In some embodiments, the adjustment information further includes the preset telescopic length of each arm.

In this embodiment, the arm can be extended and contracted to change the length, which adds an adjustment dimension. Adding a preset telescopic length to the entire information, by simultaneously changing the length and included angle of the arm, helps strengthen the ability to adjust the UAV's attitude and achieve a better adjustment effect.

In some embodiments, the method for adjusting the attitude of the control terminal of the unmanned aerial vehicle further includes: calculating adjustment information according to the current attitude information.

In this embodiment, it is specifically limited that the adjustment information is calculated based on the current posture information, which can realize automatic adjustment, which not only simplifies manual operation, but also avoids the problem of low accuracy during manual operation, and improves the efficiency of posture adjustment. In addition, the calculation performed by the control terminal instead of the unmanned aerial vehicle can reduce the computational load of the unmanned aerial vehicle. Accordingly, the unmanned aerial vehicle can be equipped with lighter hardware equipment, which helps to reduce the weight of the unmanned aerial vehicle and improve Endurance.

It is understandable that an accurate adjustment information can be directly calculated during the calculation to realize the adjustment in place at one time; a rough calculation can also be performed first to quickly adjust the UAV to a relatively stable attitude, so that the power of each power motor is relatively Balance, and then combine the updated current attitude information to confirm the adjustment effect. When the attitude is optimized, perform actuarial calculations to adjust the unmanned aerial vehicle to the preset stable attitude. The coarse adjustment and then the fine adjustment can be realized, which can reduce the computational burden. Improve adjustment efficiency.

In some embodiments, the method for adjusting the attitude of the control terminal of the unmanned aerial vehicle further includes: receiving inputted adjustment information.

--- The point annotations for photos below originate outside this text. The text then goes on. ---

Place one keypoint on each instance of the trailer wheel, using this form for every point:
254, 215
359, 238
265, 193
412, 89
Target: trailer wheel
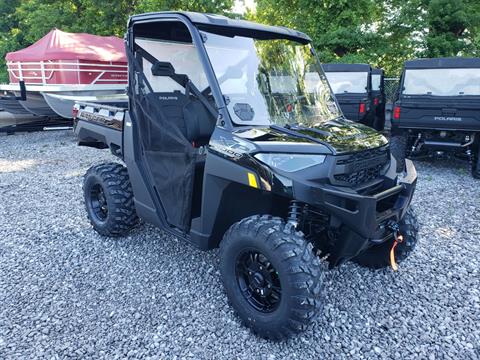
378, 256
476, 163
109, 199
398, 148
271, 275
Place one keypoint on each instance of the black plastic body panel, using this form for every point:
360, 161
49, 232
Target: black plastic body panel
99, 136
439, 113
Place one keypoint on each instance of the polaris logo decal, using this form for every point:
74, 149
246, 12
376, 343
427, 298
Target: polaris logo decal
447, 118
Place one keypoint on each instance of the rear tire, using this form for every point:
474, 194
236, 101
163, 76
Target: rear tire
378, 256
398, 148
272, 276
108, 198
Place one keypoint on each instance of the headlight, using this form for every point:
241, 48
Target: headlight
290, 162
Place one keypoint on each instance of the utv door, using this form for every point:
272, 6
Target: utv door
165, 71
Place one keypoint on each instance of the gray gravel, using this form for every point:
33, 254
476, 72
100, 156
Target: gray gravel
67, 292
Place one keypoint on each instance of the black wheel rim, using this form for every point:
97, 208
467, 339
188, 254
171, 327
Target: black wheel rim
98, 202
258, 281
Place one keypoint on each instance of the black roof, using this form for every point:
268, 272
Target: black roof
346, 67
451, 62
225, 26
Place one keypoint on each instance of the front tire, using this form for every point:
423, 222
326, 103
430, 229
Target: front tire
398, 148
108, 198
378, 256
271, 275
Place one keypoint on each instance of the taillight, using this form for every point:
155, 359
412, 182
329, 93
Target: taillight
396, 112
75, 111
361, 110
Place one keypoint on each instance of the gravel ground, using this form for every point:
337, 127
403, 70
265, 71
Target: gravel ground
67, 292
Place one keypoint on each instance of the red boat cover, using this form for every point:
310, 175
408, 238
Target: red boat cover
59, 45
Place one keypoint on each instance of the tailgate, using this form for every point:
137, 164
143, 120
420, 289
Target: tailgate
446, 113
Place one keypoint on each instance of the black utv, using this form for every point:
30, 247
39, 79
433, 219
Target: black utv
352, 86
437, 110
379, 98
222, 151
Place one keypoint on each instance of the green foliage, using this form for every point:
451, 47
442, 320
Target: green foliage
383, 33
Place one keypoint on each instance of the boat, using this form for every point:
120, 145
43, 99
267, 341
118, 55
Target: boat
62, 68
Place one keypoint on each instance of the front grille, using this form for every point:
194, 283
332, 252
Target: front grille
362, 176
362, 167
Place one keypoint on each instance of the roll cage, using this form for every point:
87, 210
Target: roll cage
196, 23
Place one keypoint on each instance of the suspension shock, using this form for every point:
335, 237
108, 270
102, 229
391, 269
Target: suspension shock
294, 213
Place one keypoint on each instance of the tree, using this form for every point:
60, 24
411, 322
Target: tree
340, 29
453, 27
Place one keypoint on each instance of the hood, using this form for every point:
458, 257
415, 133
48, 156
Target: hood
340, 136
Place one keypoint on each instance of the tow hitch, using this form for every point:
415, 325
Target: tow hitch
398, 239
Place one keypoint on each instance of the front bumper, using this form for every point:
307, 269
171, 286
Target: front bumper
361, 219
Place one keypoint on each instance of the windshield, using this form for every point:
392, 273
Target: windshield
348, 82
442, 82
376, 82
270, 81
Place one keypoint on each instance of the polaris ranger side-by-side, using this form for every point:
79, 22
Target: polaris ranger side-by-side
352, 86
217, 155
438, 110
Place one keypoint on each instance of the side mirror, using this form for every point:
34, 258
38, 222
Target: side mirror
23, 91
161, 68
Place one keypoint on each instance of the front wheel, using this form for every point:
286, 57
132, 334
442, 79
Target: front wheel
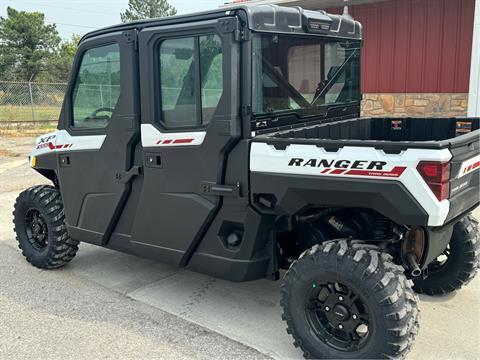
349, 300
457, 265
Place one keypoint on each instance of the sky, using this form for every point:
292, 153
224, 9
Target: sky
81, 16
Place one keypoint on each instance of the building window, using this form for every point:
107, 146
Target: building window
191, 80
97, 87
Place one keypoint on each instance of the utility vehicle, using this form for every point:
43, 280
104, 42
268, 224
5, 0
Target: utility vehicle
230, 143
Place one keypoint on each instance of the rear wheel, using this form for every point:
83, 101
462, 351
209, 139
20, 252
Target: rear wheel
40, 227
457, 265
349, 300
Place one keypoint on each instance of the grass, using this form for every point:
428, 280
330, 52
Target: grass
24, 113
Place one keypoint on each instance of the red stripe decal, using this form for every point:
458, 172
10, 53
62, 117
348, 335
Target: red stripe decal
182, 141
395, 172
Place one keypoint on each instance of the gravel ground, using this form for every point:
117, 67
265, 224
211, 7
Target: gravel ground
111, 305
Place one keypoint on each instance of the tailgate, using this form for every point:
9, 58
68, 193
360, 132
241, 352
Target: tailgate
464, 178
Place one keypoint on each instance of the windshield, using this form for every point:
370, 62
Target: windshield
303, 74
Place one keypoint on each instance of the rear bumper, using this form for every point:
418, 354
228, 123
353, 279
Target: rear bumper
437, 241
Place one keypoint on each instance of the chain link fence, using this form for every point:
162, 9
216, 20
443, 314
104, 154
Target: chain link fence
30, 101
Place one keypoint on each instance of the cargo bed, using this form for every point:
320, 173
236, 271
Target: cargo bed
365, 154
386, 133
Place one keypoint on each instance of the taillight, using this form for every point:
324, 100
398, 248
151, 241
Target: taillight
437, 177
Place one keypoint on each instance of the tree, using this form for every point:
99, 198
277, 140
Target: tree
146, 9
27, 44
61, 64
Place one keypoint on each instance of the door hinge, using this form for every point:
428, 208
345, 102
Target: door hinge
246, 110
210, 188
126, 176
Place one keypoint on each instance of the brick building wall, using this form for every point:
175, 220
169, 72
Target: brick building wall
419, 104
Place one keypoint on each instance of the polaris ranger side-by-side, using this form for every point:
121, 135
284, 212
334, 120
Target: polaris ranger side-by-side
230, 143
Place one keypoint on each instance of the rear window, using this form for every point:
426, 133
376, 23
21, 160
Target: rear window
97, 87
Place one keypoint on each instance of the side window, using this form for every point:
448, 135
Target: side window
191, 80
177, 74
97, 87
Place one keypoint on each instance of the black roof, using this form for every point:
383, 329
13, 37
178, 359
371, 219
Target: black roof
264, 17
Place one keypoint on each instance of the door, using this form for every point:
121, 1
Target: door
100, 122
190, 121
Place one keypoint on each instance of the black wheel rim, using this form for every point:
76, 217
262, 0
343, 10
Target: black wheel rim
440, 262
36, 228
338, 316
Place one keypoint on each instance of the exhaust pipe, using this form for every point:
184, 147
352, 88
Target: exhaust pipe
412, 264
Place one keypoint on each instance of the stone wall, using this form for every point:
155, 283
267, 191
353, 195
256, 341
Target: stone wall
404, 105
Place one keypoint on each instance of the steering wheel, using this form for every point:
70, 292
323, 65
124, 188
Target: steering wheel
104, 109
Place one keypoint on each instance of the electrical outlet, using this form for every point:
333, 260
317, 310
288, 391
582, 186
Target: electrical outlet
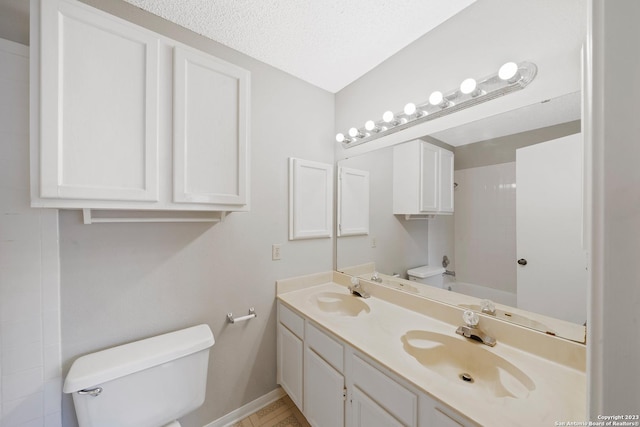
275, 252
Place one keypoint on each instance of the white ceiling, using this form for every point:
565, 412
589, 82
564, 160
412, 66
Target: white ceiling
328, 43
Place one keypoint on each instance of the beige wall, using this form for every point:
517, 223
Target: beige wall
613, 125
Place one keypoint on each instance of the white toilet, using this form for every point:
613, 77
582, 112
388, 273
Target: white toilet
428, 275
147, 383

In this embodiment, the posture adjustment method further includes receiving adjustment information manually input by the user. At this time, the control terminal can output the current posture information and prompt information by broadcasting voice or displaying text when receiving the current posture information to remind the user Manually adjust the current attitude of the unmanned aerial vehicle. It is unnecessary to perform the calculation of the adjustment information, thereby reducing the amount of calculation. The control terminal can be equipped with software and hardware equipment with lower computing power, reducing the cost and selling price of the product, and meeting the needs of low-consumption users . It is conceivable that the control terminal may also have the rough calculation capability to prompt the user of a reasonable adjustment range, improve the adjustment efficiency, and achieve a balance between cost and adjustment efficiency. Optionally, the control terminal is equipped with a corresponding input device for the user to input adjustment information. The input device includes at least one of the following: a joystick, a keyboard, and a touch screen.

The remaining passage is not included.